Clothes, clothes and more clothes. Oh, how I love clothes, especially new ones. Well, these clothes weren't new, far from it - quite the opposite, in fact. At a guess, the newest item in that first trunk had to be at least sixty or seventy years old and most of the garments were much older even than that. Like I said, I know my history, so I knew a trunk load of Victorian costumes when I saw it. And, although these things were old in terms of when they were first made, they were actually like new and the colours, so far as I could tell by the light of my torch, seemed as strong and as vibrant as they must have been when they were first worn.

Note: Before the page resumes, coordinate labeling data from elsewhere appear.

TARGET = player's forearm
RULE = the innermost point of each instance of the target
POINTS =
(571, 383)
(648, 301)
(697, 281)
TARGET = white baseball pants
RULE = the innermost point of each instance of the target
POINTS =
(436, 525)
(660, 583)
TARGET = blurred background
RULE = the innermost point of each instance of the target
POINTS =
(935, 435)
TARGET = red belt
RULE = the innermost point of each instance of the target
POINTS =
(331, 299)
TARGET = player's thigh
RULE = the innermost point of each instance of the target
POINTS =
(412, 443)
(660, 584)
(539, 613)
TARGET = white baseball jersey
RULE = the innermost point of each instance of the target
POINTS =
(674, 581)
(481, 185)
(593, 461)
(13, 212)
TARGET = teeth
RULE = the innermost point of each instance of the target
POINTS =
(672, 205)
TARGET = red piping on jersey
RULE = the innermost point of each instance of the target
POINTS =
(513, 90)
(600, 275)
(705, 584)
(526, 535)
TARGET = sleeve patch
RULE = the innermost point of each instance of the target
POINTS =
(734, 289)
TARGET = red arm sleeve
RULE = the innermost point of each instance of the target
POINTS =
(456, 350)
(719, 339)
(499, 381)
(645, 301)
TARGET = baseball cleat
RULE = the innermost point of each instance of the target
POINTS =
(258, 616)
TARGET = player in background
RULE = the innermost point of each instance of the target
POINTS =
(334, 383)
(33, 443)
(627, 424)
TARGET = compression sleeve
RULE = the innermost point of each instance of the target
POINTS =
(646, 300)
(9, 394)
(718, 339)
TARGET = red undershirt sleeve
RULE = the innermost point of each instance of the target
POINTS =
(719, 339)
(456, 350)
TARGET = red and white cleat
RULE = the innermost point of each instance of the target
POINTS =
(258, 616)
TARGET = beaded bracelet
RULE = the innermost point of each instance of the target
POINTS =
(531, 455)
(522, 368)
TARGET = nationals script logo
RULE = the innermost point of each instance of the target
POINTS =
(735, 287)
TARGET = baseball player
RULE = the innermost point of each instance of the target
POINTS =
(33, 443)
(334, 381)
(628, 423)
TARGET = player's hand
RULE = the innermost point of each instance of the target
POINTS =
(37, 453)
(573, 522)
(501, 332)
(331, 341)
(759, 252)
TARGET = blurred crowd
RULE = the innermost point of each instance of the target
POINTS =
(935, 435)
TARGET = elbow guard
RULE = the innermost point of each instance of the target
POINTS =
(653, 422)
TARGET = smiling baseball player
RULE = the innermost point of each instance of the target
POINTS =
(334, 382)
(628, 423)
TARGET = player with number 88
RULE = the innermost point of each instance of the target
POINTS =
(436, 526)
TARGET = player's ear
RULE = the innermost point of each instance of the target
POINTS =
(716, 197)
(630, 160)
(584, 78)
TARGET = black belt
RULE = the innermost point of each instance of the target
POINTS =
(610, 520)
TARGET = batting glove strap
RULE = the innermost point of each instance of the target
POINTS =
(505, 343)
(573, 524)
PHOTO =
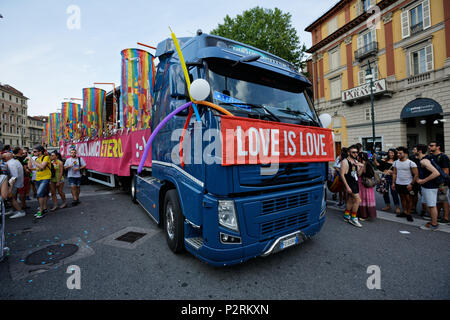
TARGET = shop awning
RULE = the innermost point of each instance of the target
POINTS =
(420, 107)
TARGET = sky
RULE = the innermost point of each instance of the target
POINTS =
(51, 49)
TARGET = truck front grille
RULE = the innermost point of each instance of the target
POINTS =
(282, 225)
(283, 203)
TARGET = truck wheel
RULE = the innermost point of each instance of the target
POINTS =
(133, 188)
(173, 222)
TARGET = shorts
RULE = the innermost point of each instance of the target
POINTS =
(74, 182)
(429, 196)
(442, 194)
(42, 188)
(26, 186)
(402, 189)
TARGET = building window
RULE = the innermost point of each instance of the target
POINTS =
(416, 19)
(332, 25)
(335, 88)
(362, 73)
(334, 58)
(368, 114)
(422, 60)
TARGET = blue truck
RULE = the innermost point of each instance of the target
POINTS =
(225, 215)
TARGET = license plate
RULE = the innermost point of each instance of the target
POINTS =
(289, 242)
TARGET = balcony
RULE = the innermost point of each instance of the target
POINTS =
(417, 28)
(368, 50)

Not only that, I realised, as I held the first dress up, but these things had not belonged to Great Aunt Amelia, not unless she had shrunk considerably over the years. No, whoever had worn these things had been bigger and taller - someone nearer my size. Someone
exactly
my size, in fact.

'Triple wow!' I breathed. 'Dress up time!' My mum always reckoned I was a frustrated actress and, apart from a couple of roles in school drama productions, she was right. I was frustrated and I did like the way I could become a totally different character on stage. Costumes and make-up. Hide behind the mask. Put on the motley, or whatever.

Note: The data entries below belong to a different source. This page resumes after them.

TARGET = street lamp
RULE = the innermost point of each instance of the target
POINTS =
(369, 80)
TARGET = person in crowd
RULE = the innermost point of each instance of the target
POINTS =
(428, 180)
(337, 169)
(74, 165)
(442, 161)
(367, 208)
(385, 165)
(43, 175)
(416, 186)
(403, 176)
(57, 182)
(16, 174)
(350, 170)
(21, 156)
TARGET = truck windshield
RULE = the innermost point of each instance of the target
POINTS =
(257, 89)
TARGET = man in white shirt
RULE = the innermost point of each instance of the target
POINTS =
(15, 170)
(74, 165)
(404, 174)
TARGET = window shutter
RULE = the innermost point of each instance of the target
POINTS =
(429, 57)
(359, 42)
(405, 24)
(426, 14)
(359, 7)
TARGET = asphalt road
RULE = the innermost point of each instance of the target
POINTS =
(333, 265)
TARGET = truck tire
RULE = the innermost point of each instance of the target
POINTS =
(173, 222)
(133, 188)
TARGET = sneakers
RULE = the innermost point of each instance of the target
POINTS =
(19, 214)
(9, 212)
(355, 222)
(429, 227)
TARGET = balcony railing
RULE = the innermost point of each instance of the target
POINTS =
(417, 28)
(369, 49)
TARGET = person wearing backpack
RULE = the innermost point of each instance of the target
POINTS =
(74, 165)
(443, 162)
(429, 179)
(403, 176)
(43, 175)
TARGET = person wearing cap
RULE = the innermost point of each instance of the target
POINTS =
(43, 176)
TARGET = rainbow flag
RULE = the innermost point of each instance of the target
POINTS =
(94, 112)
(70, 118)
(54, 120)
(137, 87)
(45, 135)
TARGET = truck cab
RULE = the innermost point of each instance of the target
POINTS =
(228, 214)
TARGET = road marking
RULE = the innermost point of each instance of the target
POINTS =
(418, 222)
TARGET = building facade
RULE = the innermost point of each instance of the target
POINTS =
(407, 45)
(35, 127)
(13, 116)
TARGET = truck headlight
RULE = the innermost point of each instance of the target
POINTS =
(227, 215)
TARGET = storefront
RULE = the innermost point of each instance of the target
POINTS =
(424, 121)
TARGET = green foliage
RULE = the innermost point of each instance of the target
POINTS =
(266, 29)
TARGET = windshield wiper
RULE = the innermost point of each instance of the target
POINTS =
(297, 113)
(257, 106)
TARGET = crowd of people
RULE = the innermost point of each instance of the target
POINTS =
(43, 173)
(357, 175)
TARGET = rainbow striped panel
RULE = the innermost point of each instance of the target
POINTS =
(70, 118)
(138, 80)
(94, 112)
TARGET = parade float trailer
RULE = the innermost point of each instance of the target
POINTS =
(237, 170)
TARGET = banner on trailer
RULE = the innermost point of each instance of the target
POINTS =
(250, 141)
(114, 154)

I scrambled back down the ladder and dragged the bed across the room, placing it as nearly underneath the open hatch as I could, without fouling the ladder. The bed was unmade and stripped bare, but there was still a mattress and it was clean. Perfect. Up I went again and very soon it was raining clothes down onto that bed: dresses, shoes, boots, stockings, underclothes, corsets...

Corsets! Wow, and what corsets they were! Black, red, white, frothy and frilly, boned, laced - someone had definitely had a penchant for this sort of thing and someone had definitely spent a lot of money satisfying it. Whether the two someones were one and the same person, or whether they were two entirely separate someones, I had no idea. Furthermore, I didn't really care. I emptied the first trunk, working like a demented windmill, decided against moving on to the other trunks, on the basis that the bed below had now disappeared beneath an avalanche of silks, satins, velvets and lace, and descended to have a closer look at my new treasures.

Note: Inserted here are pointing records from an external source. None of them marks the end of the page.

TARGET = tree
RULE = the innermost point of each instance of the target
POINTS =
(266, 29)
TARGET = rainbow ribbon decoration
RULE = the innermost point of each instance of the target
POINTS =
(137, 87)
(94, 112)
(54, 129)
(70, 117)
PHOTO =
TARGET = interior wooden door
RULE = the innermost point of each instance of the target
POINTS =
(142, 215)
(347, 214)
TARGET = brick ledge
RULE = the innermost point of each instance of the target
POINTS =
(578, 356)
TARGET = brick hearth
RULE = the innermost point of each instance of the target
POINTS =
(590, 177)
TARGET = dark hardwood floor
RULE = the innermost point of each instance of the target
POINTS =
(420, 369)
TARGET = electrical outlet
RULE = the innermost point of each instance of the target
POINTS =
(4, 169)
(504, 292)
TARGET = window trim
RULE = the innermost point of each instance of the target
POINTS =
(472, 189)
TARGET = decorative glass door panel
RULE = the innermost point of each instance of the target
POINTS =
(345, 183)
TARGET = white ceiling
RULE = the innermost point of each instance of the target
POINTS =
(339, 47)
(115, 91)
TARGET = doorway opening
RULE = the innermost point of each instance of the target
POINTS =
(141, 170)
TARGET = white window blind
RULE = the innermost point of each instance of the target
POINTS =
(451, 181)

I sorted through everything carefully and carried my favourite items through into the main bedroom, grinning like a Cheshire cat. This was going to be great fun.

'Oh, Mr Darcy!' Okay, these things were from a later period, but you get the idea. Besides, I was much too tall to make a decent Elizabeth Bennett. However, a grand Victorian duchess, that was a different matter.

I quickly stripped off my jeans and T-shirt, both of which were now smeared with dust streaks and much in need of a spell in the washing machine that I didn't yet have here at the cottage. Never mind, I told myself, they can wait. Besides, what girl in her right mind worries about a pair of old jeans when she can have something like this instead?

I picked up the first dress, held it up against myself and looked into the dressing table mirror. No, if I was going to do this I was going to do it properly. I rummaged through the underclothing I'd carried through, made my choices and then quickly removed my bra, pants and the rather threadbare socks I'd been wearing under my jeans.

Now, I have a pretty good figure, or so I've been told. I'm a fair bit taller than average for a female, but everything else is in proportion.

There was a sort of shift thing; a chemise, creamy satin, which I knew had to go on first. Taking a deep breath I raised it over my head and lowered it again, wriggling my arms through the shoulder straps and smoothing out the fabric as it fell about me. It sent a shiver up and down my spine and I almost...

No, we won't go there - not just yet, anyway.

But it did feel wonderful and I found it hard to believe that this delicate and flimsy confection had probably been made over a century before and almost as probably not worn since much after that time. I shivered again and picked up the red corset, with its black piping and black lace trimmings top and bottom. It was surprisingly heavy for something that looked so frivolous and I quickly realised that the boning and sturdy seaming that had been so cunningly concealed by the seamstress were largely responsible for this unexpected weight.